= Noreena Downs Station =

Pastoral lease in Western Australia

Noreena Downs Station, often referred to as Noreena Downs, is a pastoral lease that has been used as both a sheep station and a cattle station.

It is located about 127 km north of Newman and 135 km south of Marble Bar in the Pilbara region of Western Australia.

The property was pioneered by A.W. Townshend and comprised 800000 acre; Townsend used it to graze cattle. Townshend and Jarman put the property on the market in 1910 then in 1911 it was purchased by Hardie, Walker, McLarty and Haynes. They introduced sheep to the property and by 1914 had a flock of 7,000 sheep and 3,000 cattle. In 1916 the station was stocked with 9,000 sheep. By the 1930s Noreena Downs was owned by Hardie and Middleditch and was a million acre sheep station running about 30,000 sheep.

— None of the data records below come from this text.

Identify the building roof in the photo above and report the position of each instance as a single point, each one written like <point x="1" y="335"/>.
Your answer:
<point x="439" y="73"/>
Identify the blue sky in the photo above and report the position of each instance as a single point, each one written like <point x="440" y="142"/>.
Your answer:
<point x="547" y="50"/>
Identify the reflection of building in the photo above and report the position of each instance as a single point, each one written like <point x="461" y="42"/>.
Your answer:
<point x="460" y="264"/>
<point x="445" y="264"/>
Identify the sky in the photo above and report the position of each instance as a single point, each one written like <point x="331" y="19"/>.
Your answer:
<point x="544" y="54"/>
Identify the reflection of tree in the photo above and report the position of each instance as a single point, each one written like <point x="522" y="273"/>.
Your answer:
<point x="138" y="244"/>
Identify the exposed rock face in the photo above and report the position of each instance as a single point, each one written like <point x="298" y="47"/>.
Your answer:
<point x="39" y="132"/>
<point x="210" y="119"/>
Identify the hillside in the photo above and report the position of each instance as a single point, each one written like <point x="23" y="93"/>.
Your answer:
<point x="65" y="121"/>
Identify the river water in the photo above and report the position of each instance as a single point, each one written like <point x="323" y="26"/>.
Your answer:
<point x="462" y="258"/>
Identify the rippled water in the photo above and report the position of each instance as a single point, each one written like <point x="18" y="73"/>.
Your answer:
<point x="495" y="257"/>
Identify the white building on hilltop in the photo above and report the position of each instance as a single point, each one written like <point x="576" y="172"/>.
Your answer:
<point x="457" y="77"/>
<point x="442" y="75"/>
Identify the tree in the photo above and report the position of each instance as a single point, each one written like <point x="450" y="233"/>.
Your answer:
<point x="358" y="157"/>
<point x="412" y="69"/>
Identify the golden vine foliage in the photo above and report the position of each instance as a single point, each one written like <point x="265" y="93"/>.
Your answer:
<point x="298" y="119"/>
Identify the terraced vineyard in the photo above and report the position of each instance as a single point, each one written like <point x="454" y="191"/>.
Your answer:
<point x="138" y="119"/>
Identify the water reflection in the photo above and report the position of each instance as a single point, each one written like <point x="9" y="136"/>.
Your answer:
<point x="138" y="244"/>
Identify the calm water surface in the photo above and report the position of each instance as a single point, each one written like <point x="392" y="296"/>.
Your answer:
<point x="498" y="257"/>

Currently the property is owned by the Paull family and occupies an area of 910128 acre. The Paulls have been at Noreena Downs since 1981, when Tex and Tub Paull acquired it in partnership. By 1983 the Paulls owned the property outright although it was run down with no paddocks, working water points or homestead. They introduced a mixed herd of cattle, mostly Brahman and Droughtmaster.